He is known as Captain Cool but on Wednesday, after India beat Bangladesh by a solitary run in a crucial match in the ongoing T20 World Cup, Mahendra Singh Dhoni seemed to be angry in the post-match press conference.
When reporter asked Dhoni what he felt about the narrow win, Dhoni shot back at teh former saying he knew that he was not happy with the final outcome of the match. He was also seen getting upset with the media ahead of the Asia Cup after a journalist asked him about his retirement plans.
Did Dhoni rightly lose his cool on Wednesday after the journalist said "India won a match which it almost lost"? On the other hand, was it apt for the reporter to ask a question in a tone that the captain found irritating?
There is no offence in asking questions but it is also true that in our culture, the media people often take their power of questioning as an absolute one and end up irritating those in news---be it cricketers, politicians or filmstars.
Dhoni was right in saying that cricket is not about a script and hinting that analysing from outside is an easy thing to do. It can't be denied that the media in this country loves more the act of unjust criticism than any constructive review. It was understandable if the journalist expressed his pressimism had India really lost the match.
But since the end result went to India's favour, then the question could have been put across the tired captain in a better way. "Do you think India could have done better," could have been a better question to ask.
Dhoni's tragedy is that despite having a rich past as a captain, it is his present which always comes under the scanner. May be that is a problem that all public figures face but we can always give Dhoni a benefit of doubt for his consistent good show as the captain. Last year, a major television news channel blasted Dhoni's team after they lost the semifinal against Australia, the eventual champions, in the semifinal of the 50-over World Cup. It was the only match that India lost in that tournament but yet the media carried on with its witch-hunting.

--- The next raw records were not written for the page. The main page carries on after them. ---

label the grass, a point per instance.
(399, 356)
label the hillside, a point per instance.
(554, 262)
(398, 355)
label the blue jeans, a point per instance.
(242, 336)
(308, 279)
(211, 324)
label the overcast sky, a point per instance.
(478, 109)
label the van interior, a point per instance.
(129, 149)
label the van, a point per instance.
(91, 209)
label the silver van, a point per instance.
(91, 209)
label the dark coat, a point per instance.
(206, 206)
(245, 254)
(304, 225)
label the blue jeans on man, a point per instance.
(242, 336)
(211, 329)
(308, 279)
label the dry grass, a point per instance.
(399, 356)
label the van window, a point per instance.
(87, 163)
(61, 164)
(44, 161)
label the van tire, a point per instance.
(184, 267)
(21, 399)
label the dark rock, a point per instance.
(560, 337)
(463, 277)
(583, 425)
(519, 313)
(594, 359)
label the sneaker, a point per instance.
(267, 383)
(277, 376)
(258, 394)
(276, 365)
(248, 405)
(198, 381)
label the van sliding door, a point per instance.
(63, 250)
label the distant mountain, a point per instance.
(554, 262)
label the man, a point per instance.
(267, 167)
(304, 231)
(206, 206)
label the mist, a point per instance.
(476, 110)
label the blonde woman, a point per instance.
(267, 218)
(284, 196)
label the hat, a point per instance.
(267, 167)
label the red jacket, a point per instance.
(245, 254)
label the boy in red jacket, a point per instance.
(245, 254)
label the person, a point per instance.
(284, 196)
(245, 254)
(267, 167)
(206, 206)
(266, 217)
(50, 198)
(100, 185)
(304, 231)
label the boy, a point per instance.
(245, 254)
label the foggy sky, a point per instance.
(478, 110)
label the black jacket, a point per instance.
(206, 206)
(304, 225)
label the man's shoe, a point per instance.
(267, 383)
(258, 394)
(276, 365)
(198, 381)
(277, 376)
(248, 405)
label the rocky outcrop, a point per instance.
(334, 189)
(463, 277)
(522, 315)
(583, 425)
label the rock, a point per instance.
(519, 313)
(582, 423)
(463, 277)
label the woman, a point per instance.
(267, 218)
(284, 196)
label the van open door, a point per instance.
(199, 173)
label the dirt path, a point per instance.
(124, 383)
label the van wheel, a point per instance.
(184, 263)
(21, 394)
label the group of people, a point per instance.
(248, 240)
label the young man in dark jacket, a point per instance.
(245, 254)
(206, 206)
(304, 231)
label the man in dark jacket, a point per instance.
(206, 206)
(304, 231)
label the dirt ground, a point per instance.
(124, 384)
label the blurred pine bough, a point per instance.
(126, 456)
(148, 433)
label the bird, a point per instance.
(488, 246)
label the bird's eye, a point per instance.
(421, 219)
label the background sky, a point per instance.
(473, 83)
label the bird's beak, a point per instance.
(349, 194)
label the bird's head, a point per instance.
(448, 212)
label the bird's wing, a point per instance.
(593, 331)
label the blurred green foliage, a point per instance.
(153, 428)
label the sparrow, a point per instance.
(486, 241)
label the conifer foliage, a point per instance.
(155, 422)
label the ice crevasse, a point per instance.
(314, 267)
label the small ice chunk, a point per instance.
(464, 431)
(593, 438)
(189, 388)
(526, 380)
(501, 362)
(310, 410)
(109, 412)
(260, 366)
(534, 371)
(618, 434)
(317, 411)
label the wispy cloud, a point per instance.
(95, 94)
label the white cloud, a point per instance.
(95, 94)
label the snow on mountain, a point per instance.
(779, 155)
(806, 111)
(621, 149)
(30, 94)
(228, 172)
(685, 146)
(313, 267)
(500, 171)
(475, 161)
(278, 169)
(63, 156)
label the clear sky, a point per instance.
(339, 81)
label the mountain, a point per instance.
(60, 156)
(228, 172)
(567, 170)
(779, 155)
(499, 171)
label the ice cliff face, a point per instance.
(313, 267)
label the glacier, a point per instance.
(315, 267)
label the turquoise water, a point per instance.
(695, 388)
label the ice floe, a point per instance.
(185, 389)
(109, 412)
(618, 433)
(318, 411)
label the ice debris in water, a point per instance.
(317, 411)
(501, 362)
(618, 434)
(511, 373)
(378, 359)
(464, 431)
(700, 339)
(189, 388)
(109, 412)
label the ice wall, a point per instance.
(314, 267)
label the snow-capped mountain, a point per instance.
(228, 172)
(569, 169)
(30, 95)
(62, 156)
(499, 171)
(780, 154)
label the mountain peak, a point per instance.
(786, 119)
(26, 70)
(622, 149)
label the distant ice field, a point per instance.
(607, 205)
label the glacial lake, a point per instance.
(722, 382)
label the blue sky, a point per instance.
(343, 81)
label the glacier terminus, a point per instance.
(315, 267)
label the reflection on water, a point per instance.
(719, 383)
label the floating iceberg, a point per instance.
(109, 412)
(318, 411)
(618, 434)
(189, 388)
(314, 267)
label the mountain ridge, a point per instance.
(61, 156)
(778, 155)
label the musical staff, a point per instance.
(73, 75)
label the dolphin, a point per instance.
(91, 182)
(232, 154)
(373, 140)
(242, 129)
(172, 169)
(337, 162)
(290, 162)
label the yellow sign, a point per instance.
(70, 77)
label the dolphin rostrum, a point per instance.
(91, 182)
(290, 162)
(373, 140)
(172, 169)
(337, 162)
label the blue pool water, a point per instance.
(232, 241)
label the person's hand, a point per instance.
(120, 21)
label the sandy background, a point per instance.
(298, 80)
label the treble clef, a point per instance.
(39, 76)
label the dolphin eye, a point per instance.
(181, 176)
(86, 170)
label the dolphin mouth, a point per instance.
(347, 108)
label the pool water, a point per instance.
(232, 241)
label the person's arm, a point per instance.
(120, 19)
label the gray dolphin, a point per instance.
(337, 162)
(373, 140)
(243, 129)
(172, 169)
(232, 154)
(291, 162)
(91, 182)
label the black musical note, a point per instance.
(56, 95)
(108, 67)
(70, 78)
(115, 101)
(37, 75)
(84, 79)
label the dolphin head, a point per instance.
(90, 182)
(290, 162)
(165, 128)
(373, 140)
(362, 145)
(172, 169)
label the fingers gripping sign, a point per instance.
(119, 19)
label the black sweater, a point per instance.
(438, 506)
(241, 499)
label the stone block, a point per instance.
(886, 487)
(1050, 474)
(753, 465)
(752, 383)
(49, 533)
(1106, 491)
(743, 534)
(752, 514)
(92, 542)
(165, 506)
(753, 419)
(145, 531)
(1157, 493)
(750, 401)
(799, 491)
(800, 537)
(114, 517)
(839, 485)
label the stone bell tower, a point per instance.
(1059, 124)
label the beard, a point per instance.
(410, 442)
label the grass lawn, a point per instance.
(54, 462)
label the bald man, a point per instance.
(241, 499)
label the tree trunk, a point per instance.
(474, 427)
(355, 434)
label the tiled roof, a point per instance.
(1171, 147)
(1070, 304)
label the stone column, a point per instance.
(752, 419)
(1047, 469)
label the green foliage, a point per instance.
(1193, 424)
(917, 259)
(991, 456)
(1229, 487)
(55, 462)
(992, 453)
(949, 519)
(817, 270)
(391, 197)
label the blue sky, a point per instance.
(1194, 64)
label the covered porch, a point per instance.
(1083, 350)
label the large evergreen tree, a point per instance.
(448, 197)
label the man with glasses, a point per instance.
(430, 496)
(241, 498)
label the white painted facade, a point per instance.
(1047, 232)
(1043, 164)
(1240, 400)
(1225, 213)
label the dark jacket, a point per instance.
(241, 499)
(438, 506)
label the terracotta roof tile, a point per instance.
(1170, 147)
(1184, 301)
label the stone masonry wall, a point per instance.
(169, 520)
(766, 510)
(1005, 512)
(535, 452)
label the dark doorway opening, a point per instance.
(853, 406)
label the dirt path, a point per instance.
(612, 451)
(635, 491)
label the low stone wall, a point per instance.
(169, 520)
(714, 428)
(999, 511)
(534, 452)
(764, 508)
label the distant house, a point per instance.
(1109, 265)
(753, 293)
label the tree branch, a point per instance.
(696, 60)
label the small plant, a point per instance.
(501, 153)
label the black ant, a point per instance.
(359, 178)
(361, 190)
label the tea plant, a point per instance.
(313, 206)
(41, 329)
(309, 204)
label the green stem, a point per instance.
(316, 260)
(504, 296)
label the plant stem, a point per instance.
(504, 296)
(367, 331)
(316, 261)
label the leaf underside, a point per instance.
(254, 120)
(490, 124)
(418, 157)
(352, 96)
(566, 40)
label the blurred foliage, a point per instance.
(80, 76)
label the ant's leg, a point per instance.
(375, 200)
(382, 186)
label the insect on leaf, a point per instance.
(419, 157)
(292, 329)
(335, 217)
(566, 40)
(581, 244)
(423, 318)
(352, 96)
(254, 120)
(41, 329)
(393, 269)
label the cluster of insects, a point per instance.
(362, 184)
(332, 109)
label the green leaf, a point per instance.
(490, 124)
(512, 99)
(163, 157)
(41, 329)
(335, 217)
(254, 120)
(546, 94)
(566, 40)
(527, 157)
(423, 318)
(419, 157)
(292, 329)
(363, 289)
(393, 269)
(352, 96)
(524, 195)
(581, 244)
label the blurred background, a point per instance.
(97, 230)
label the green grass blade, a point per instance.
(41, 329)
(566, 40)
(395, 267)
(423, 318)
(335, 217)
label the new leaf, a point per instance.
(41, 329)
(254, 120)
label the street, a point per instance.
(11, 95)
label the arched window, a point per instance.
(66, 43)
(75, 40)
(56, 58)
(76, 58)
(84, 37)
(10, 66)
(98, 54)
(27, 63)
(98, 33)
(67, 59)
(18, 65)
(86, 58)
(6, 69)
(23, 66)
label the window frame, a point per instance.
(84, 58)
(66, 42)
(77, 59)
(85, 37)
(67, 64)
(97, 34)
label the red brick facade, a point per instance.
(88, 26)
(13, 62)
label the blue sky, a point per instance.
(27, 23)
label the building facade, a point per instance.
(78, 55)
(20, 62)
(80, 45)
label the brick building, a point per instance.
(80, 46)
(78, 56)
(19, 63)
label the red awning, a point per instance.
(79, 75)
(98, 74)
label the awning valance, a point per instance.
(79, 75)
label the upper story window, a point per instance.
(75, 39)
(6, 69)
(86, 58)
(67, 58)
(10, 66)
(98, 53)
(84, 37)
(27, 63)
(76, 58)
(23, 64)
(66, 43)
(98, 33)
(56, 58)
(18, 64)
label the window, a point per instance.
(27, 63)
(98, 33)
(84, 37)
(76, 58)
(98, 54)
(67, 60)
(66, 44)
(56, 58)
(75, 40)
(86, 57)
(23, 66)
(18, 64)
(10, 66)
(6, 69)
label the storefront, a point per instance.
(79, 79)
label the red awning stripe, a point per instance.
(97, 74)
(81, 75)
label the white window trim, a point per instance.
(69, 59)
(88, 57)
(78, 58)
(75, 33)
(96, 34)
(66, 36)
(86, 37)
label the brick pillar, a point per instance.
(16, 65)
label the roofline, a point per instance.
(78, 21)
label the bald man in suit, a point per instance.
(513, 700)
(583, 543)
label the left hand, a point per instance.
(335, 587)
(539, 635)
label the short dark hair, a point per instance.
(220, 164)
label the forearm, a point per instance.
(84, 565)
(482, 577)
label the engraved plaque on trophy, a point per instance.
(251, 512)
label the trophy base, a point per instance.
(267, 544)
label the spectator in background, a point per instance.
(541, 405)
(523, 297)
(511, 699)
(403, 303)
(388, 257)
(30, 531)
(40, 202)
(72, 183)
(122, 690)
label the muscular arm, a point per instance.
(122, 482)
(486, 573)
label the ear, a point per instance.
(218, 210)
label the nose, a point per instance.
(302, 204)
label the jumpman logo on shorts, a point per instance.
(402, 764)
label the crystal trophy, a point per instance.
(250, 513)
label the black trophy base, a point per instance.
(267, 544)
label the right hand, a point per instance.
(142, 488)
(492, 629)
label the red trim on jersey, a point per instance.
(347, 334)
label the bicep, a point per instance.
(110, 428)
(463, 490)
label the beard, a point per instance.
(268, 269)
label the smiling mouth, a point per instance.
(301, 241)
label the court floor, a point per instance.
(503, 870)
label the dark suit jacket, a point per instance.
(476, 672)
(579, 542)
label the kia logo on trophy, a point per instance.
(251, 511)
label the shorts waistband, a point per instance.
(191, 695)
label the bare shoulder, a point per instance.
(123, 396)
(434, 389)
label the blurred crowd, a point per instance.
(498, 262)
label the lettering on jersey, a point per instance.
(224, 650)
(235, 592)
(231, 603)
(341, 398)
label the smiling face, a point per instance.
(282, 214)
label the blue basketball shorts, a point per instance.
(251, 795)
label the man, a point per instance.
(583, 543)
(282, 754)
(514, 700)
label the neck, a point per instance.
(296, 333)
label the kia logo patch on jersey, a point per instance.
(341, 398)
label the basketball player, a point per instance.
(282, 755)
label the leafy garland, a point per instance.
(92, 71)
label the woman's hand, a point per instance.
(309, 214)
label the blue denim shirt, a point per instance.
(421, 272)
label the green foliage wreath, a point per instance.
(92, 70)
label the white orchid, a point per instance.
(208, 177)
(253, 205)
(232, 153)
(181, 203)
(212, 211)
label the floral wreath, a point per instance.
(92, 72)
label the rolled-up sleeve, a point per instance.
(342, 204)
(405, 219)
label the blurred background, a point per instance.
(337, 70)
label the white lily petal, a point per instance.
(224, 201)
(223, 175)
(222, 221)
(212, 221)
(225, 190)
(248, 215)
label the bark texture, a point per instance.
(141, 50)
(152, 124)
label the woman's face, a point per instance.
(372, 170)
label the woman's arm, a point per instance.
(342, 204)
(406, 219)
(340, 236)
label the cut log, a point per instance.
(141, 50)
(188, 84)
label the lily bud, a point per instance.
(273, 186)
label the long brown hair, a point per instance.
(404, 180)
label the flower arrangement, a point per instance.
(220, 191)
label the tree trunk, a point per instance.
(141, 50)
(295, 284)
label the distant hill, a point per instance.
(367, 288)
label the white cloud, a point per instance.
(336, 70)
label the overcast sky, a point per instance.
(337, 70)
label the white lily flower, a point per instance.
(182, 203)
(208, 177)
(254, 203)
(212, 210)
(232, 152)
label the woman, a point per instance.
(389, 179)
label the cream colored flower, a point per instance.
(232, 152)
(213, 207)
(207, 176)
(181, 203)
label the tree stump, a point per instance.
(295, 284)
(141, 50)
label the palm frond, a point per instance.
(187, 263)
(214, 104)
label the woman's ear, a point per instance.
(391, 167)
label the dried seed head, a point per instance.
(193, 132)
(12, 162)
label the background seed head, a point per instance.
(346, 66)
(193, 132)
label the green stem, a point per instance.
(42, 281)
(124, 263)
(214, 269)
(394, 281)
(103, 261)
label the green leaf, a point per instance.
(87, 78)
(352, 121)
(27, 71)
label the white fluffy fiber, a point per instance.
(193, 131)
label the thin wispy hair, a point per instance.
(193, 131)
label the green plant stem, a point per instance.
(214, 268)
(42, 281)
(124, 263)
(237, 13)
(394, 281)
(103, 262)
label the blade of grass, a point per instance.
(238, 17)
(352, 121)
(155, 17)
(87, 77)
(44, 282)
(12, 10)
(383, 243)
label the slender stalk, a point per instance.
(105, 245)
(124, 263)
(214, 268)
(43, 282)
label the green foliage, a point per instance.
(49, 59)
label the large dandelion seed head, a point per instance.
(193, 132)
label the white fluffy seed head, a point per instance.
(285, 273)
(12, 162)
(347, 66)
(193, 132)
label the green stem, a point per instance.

Prime Minister Narendra Modi is another top leader of the country today who has faced a similar situation. Modi, in fact, has faced the mainstream media's flak since the Gujarat riots of 2002 and did not have a open relationship with it even after becoming the PM in May 2014. He prefers the social media more to connect to the common man. It is true that the PM and his party leaders meet media representatives on occasions but that is more an exception than the rule for the Indian prime minister, thanks to the trust deficit.
Media tries to make the most out of Dhoni & Modi's charisma by targetting them
Modi is always being scrutinised by the media and the Opposition for whatever his government or party does and even if there is a good work, issues like Dadri lynching, suicide of Rohith Vemula, JNU fiasco or Smriti Irani controversies overshadow it because of the media's one-sided presentation.
When the BJP loses in Delhi or Bihar, the media finds a great joy in show the PM in a low light just like it indirectly raises a voice seeing Dhoni's ouster when India loses a series against Bangladesh after making the World Cup semifinals in Australia.
The media's untrained activism or vested interests---whatever it is---has done a big disfavour to the images of two of the biggest leaders India has currently, even from different fields. It needs to be stopped at the earliest. We can't really make ourselves look so shallow in front of the outside world.